My husband knows this word, this idea, this characterization maligns me deeply so he likes to unsheathe it in the middle of a fight and pierce my skin with it right in between my ribs so it sticks directly in my heart (hey, I don’t fight fair either).  He knows it will get me back in line because I don’t want to be a selfish wife or mother.  Somehow, it has been ingrained in us that as we go from “she” to “we” that we relinquish ourselves as being a viable entity.  I don’t exist, I’m here for the needs of my children, my husband, my home.  I don’t have thoughts beyond what I’m making for dinner.  I can’t hold anything significant in my mind except where every item that my children or husband is looking for exists in this well organized inventory I hold in my head.    I only have conversations about my children’s progress in school, complaints about how I’m not getting enough sex, and  engrossing discussions about where the best place to buy chicken this week is.  My days can only be filled the mind-bending monotony of schlepping my kids to their litany of activities.  About 2 years ago, I decided to replant the flag, to reclaim this woman in the name of a girl who once existed but has long been forgotten.

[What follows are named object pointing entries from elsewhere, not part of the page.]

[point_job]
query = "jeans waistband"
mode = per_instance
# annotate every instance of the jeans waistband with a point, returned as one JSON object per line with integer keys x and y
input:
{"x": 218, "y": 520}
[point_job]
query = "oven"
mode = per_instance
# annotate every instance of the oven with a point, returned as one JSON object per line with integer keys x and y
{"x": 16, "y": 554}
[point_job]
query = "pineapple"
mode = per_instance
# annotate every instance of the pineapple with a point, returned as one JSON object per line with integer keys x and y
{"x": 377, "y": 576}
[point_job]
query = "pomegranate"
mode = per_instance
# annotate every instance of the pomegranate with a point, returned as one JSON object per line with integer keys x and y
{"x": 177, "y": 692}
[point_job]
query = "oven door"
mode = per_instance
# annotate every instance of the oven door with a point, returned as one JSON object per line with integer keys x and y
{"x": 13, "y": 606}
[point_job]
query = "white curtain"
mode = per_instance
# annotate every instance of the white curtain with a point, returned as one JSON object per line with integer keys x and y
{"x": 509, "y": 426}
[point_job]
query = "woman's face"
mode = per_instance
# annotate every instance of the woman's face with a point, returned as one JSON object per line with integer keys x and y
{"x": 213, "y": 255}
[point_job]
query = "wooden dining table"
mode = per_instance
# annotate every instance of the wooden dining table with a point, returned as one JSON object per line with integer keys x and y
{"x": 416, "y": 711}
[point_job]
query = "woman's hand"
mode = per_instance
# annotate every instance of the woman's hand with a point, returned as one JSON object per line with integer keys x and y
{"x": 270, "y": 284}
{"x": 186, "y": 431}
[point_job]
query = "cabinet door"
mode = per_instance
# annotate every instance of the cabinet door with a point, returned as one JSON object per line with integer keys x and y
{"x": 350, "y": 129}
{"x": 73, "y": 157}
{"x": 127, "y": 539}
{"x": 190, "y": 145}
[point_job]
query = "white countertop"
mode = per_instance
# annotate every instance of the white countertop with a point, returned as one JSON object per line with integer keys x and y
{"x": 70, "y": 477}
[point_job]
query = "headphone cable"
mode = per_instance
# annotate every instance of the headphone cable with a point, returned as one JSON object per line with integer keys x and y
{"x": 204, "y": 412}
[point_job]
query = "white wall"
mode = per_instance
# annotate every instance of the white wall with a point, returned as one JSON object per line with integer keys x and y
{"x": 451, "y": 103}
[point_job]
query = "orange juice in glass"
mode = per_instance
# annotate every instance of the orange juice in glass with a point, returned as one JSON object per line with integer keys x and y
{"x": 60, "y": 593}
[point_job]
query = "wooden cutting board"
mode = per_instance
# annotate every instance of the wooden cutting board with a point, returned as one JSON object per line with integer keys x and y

Being selfish started small for me.  Time I would have spent doing laundry or helping with homework, now became my gym time.  The gym, the haven for the selfish, became my refuge in the rigorous pedestrian existence that had enveloped my life.  At first, I felt bad when the kids would ask me where their favorite sweatshirt was and I knew full well it was at the bottom of the mountain of laundry I’d abandoned in place of an hour sweating, listening to rap at the gym.  It bothered me when I was working out and I imagined them crying over a difficult homework problem, lamenting their mother who had abandoned them.  And then, while in the throws of a self-inflicted guilt wound, I realized they would survive without my presence for that hour but if I didn’t claim that time for myself and my selfishness, I might not fare as well.  To be honest, 2 years ago was my make or break.  I knew I would have to make some changes or I couldn’t go on.  Being selfish seemed like the more viable option to a total mid-life crisis.

My husband always likes to remind me that I sugar coat things in these posts…that I don’t give the reader a sense of how deplorable my behavior is, how pervasive its effects on the ones who love me is, how my selfish tendencies have caused irreparable harm to those I love the most.  While I’ll admit, this change I’ve undergone hasn’t been pretty, has shown me to be vile, and selfish, and vain, has resulted in me hurting people who mean the world to me;  I still CAN”T and WON”T go back in time and undo it.  Being selfish, reclaiming who I am and my place on this planet as a woman, as a person with big ideas, as a sexual being was a critical part in my survival.  I couldn’t have survived for even another second as the person I was before because the reflection wasn’t mine anymore and staring at her in the mirror made me hate her.  Yes, sometimes when you try to cage the lion thinking it’s just a cat, you get scratched when she tries to escape…I’ll apologize but please understand that it was a part of the survival mechanism.

So call me selfish.  I could be worse things.  I could be soul-less, fake, locked away in a life that didn’t suit me, feigning happiness when depression was eating me from the inside.  If you really loved me, you’d forgive my selfishness and know that those things were far worse.  That despite the scarlet “S” of selfishness that I wear in red, bloody scars on my skin, there are still redeemable qualities to compensate for this selfishness.  Don’t be afraid to draw the line in the sand, reclaim things for the girl you once were…because she was many wonderful things despite being a little selfish.